Along with being named National Geographic Society’s Explorer of the Year in 2015, de Merode is perhaps most widely known for the 2014 movie ‘Virunga’, which follows a team of brave individuals who risk their lives to protect the last mountain gorillas in the chaos of civil war.
Although the DRC is currently under a travel advisory for Canadians, we can still support this worthwhile cause by visiting the Gorillas in Rwanda and Uganda, and by creating some awareness of the dire situation across the border in the DRC.
Climbing steadily through a steep and intensively farmed landscape, the group eventually enters the national park. At times the incline is steep and the vegetation dense except where elephants have demolished a few trees overnight. It can take up to six hours to locate your particular gorilla family.

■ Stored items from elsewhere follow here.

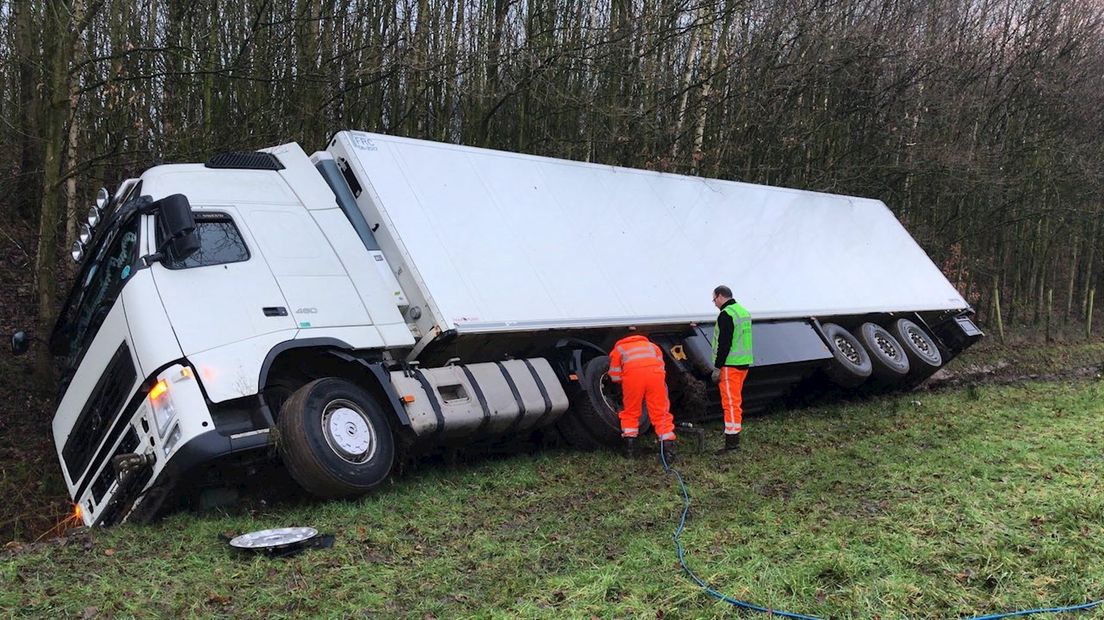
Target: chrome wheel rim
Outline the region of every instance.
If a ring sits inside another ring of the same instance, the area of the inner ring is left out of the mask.
[[[322,411],[322,436],[334,454],[354,465],[370,460],[379,445],[368,416],[345,399],[331,401]]]
[[[929,360],[933,360],[933,361],[935,360],[935,355],[936,354],[932,350],[931,341],[928,340],[928,337],[923,332],[921,332],[919,329],[917,329],[915,327],[910,327],[909,330],[908,330],[908,337],[909,337],[909,340],[912,341],[913,346],[916,347],[916,350],[921,355],[923,355],[924,357],[926,357]]]
[[[900,353],[897,351],[897,347],[893,342],[886,338],[885,334],[874,334],[874,342],[878,345],[878,348],[882,350],[887,356],[897,359]]]
[[[862,363],[862,358],[859,357],[859,352],[855,350],[855,347],[843,336],[836,336],[835,338],[836,349],[843,353],[843,356],[847,358],[852,364],[858,366]]]

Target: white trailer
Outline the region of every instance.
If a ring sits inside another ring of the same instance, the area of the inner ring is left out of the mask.
[[[756,321],[752,410],[824,378],[911,385],[981,335],[876,200],[362,132],[152,168],[87,237],[51,347],[88,524],[156,516],[273,454],[340,497],[398,454],[608,444],[605,352],[630,325],[668,356],[676,420],[708,417],[693,396],[718,284]]]

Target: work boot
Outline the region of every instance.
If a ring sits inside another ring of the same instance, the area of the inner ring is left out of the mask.
[[[666,441],[659,442],[659,462],[662,464],[664,459],[667,459],[667,464],[670,465],[678,458],[675,455],[675,440],[668,439]]]
[[[724,438],[724,447],[720,450],[717,450],[717,454],[727,454],[729,452],[735,452],[740,449],[740,433],[736,433],[734,435],[726,434]]]
[[[627,459],[636,458],[636,437],[621,438],[621,456]]]

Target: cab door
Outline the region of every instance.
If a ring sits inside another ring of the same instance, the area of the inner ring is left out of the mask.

Once the trackers have located the gorilla family, they tell everyone to leave their bags with the porters. Walking sticks are also left behind – mountain gorillas may be habituated to human visitors, but they also harbour bad memories of spear-wielding aggressors.
Cameras at the ready, the group moves forward quietly. Who knows when you’ll round a clump of trees and see the first primate swinging – literally – into view, dropping nonchalantly from branch to branch. Cameras will go into a frenzy, but no flash is allowed. As your group moves in, ducking, stretching and weaving your way through the undergrowth until you find the silverback whose family this is: a huge male, who can weigh up to 220 kg, and who – unlike the females – looks every kilo. He sits with his back to you, being groomed by two much smaller males.
Some people squat to be photographed with the silverback. You’re supposed to keep a seven-meter distance but that’s not always possible, especially when the younger gorillas come over to investigate. If they get within touching distance, one of the trackers will grunt in a very convincing impersonation of the gorilla sound for ‘back off’.
An hour later, your very exhilarated trekking group reluctantly takes their leave from the gorillas and heads back to the vehicle. You may have seen ten or more gorillas, magnificent creatures, relaxed and playful, with facial expressions that so closely resemble humans’ that you believe you know exactly what they’re thinking.
It’s good to see wild creatures who seem to have no fear of us.